第3章 市場戦略と市場構造

[市場構造の理論と実際4] 市場細分化の基準と条件

地理的変数、デモグラフィック変数、心理的変数、行動変数などが、細分化の代表的な基準。

 市場細分化のための代表的な変数には、以下のようなものがあります。

@地理的変数
 国、地域、都市規模などによる分類で、気候、経済発展度、文化・宗教、政策などによる消費者の行動の違いを明確にします。国内市場を例に取ると、家電、衣類、食品などが地域性の影響を受けやすい商品の代表です。また、特定地域に的を絞ると、工場の建設や販売網の整備を新たに必要とすることもあり、地理的変数は経営全般に影響を与える可能性を含んでいるといえます。

Aデモグラフィック変数
 性別、年齢、職業、所得、学歴などの個人のプロフィールを示す変数で、多くの消費財がこれによりターゲットの規定を行っています。
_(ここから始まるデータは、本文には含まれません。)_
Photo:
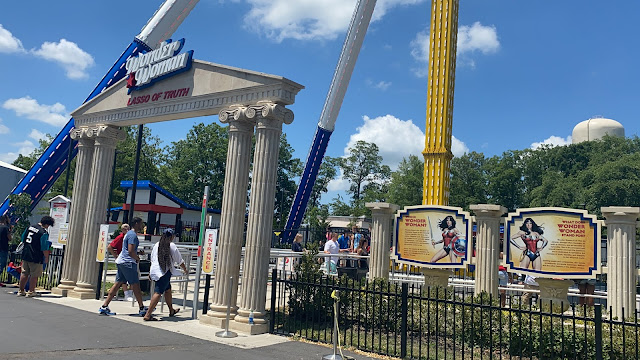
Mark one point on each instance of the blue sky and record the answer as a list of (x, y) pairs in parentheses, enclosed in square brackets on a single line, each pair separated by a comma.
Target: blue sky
[(528, 71)]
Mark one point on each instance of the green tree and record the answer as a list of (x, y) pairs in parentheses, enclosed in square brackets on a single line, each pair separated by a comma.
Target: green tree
[(327, 172), (406, 183), (366, 175), (468, 184), (505, 185), (289, 168)]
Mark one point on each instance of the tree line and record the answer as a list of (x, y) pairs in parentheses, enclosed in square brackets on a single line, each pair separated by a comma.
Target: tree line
[(587, 175)]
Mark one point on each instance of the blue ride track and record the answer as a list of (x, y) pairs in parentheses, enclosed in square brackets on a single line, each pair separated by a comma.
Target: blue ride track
[(53, 161)]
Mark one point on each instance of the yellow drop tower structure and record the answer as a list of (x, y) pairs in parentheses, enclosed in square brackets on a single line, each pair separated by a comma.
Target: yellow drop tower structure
[(442, 70)]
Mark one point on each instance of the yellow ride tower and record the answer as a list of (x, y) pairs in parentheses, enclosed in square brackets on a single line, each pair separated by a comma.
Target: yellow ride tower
[(442, 70)]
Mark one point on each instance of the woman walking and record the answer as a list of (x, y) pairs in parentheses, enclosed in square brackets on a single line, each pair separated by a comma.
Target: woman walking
[(163, 257)]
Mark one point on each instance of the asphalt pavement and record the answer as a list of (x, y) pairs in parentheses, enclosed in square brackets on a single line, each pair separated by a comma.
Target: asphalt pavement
[(36, 329)]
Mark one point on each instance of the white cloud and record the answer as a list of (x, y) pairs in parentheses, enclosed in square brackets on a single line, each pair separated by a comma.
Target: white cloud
[(396, 139), (55, 114), (24, 148), (3, 128), (8, 42), (68, 55), (471, 39), (478, 37), (308, 19), (37, 135), (382, 85), (339, 183), (553, 141)]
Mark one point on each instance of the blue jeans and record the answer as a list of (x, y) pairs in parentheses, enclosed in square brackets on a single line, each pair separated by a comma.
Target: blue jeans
[(4, 256), (127, 273)]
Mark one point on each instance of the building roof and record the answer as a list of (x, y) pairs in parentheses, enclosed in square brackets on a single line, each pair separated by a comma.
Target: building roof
[(147, 184), (9, 166)]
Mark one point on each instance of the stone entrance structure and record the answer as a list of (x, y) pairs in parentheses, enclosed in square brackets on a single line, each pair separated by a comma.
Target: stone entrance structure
[(247, 101)]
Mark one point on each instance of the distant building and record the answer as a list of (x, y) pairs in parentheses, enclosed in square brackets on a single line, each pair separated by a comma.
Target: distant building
[(596, 128), (11, 176), (160, 209)]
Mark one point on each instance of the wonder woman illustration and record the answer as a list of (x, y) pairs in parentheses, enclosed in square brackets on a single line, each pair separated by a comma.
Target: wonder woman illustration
[(449, 237), (531, 235)]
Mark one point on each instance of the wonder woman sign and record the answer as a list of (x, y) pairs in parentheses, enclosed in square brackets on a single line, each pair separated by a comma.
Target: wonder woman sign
[(432, 236), (553, 242)]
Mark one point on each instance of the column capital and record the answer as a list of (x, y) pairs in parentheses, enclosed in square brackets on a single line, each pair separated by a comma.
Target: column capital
[(488, 210), (235, 116), (270, 111), (620, 214), (382, 207)]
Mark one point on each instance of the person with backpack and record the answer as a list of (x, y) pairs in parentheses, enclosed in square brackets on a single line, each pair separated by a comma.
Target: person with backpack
[(35, 253), (127, 264)]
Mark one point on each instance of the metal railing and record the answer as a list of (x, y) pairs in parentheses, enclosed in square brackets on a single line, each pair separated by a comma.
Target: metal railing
[(50, 277), (415, 322)]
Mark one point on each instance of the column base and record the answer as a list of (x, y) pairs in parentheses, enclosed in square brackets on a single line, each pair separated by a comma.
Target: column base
[(436, 277), (254, 329), (554, 291), (82, 292), (212, 320), (259, 318), (220, 311), (60, 291)]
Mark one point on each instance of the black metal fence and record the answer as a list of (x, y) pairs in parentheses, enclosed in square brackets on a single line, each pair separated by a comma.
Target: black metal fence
[(50, 277), (415, 322)]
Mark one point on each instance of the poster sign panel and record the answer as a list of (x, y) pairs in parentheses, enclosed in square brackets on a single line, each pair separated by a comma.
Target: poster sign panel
[(553, 243), (432, 236), (103, 242), (63, 234), (209, 251)]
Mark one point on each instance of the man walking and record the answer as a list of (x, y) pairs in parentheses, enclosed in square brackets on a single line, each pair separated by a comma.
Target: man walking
[(35, 251), (127, 263), (5, 239)]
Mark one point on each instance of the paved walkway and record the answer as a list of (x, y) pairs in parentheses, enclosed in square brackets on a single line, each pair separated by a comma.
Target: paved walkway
[(49, 327)]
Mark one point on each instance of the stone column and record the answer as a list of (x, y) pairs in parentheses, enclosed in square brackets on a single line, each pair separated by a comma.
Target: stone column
[(269, 120), (234, 203), (106, 138), (381, 235), (488, 247), (621, 258), (84, 159)]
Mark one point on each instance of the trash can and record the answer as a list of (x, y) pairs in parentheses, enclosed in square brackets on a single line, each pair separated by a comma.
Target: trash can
[(145, 266)]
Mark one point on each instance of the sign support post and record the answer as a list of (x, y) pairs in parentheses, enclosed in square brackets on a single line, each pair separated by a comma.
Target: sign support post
[(196, 290)]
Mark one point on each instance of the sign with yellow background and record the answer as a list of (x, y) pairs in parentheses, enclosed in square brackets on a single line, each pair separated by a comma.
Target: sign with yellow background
[(209, 251), (432, 236), (103, 242), (553, 243)]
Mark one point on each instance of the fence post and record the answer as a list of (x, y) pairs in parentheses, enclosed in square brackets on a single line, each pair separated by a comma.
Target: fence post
[(274, 288), (597, 319), (403, 326)]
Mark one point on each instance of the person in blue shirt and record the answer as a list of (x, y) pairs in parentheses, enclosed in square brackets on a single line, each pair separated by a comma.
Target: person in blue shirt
[(34, 254), (127, 264)]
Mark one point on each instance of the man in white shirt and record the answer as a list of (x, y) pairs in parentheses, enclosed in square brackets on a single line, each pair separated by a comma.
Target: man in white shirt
[(332, 247)]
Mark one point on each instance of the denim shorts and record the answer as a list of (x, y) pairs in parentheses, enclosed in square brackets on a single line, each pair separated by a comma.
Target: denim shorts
[(163, 284), (127, 273)]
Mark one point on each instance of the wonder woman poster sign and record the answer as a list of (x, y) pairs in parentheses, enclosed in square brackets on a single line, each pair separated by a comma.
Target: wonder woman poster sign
[(432, 236), (553, 243)]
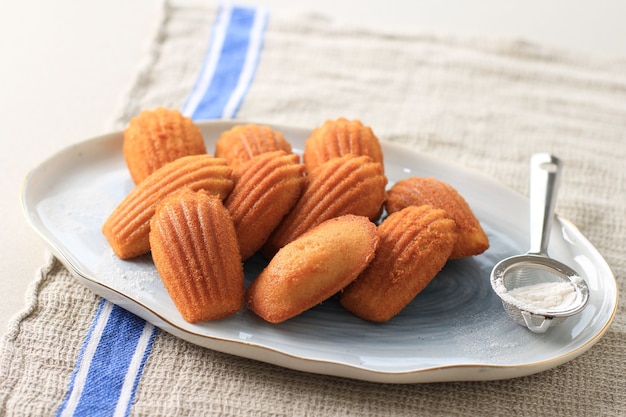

情報の収集が容易なため、利用頻度が高い変数ですが、人々の価値観の多様化により、同じセグメントに分類されても実際の消費行動はまるで異なることもあるので注意が必要です。

B心理的変数
 人は生まれ育った環境やその後の生活体験、また準拠集団などによって異なった価値観を持っており、それが消費行動にさまざまな影響を与えます。雑誌、ファッションなど感性的な消費が中心となる分野では、この心理的変数による細分化が特に重要となります。

C行動変数
 製品に対する知識、態度、使用状況などの行動変数により市場を細分化することもあります。例えばビール市場では、愛飲家をヘビー、ミドル、ライトといった飲用量で分類することで、きめ細かなマーケティング展開を可能としています。